These are the backbone of Andhra cuisine, providing the characteristic heat. Andhra Pradesh is a major producer of red chilies, especially the Guntur variety, known for its fiery intensity and vibrant red color. They are used in various forms – fresh, dried, and powdered – in almost every savory dish.

Mustard Seeds (Avalu)

Used extensively in tempering (tadka) and pickling, mustard seeds add a pungent, nutty flavor and a slight bitterness to dishes. When added to hot oil, they pop and release their aroma, forming the base for many Andhra preparations.

Cumin Seeds (Jeelakarra)

Another essential spice for tempering, cumin seeds offer a warm, earthy, and slightly smoky flavor. They are often used whole or ground in curries, lentil dishes (dal), and rice preparations.

Curry Leaves (Karivepaku)

These aromatic leaves are widely used fresh in Andhra cuisine. They are typically added to hot oil at the beginning of cooking to release their distinct, slightly citrusy aroma and flavor, enhancing curries, stir-fries, and rice dishes.

Fenugreek Seeds (Menthulu)

These small, slightly bitter seeds are crucial in Andhra pickling and also used sparingly in some curries and lentil dishes for their unique flavor. They help in preserving pickles and add a distinctive taste.

Coriander Seeds (Dhaniyalu)

Both the seeds and the powder are used in Andhra cooking. Coriander adds a mild, warm, and slightly citrusy flavor that helps to balance the heat of chilies and other spices in curries and vegetable preparations.

Biryani Stick (Cinnamon Stick / Dalchini)

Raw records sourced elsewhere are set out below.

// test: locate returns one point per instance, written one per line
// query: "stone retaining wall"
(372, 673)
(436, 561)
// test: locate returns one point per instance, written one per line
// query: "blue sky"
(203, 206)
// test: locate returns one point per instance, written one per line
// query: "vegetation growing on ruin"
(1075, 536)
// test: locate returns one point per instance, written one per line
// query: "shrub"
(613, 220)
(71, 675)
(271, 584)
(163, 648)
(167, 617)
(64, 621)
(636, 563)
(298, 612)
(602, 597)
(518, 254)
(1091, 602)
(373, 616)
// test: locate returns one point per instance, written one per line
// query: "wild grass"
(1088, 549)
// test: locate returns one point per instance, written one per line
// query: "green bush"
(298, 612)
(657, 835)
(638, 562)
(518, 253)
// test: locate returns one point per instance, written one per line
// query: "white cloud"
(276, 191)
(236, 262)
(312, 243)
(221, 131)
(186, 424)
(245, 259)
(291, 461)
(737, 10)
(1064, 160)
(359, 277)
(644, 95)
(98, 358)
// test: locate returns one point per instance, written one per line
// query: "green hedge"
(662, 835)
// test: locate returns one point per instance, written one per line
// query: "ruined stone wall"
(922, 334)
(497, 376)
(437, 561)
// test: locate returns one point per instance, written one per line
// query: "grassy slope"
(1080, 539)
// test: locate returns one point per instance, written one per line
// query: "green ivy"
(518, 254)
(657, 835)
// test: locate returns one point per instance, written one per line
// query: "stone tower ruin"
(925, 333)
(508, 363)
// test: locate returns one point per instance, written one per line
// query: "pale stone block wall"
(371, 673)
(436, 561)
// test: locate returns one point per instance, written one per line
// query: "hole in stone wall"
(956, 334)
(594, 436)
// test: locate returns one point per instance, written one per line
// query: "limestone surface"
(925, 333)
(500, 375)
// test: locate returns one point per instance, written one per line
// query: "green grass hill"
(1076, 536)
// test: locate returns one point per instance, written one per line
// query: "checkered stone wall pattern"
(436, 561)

Cinnamon Sticks, popularly known as Biryani Sticks or Dalchini, are aromatic bark strips that add a warm, sweet-spicy flavor to biryani, curries, and desserts. Handpicked for quality and natural oils, these sticks enhance both aroma and taste, making them an essential spice for Indian and Mughlai cooking.

Biryani Flower (Star Anise / Chakra Phool)

Star Anise, often called Biryani Flower or Chakra Phool, is a star-shaped spice known for its bold licorice-like aroma and deep flavor. Commonly used in biryani and masala blends, it imparts a rich, exotic taste and enhances the overall depth of any dish it’s added to.

Biryani Leaf (Bay Leaf / Tej Patta)

Bay Leaves, or Tej Patta, also called Biryani Leaves, are fragrant leaves used to infuse a mild, herbal aroma into biryani, pulao, and soups. Grown in the hilly regions, these leaves release a distinct flavor when sautéed or slow-cooked, making them a staple in Indian and Mughlai cuisine.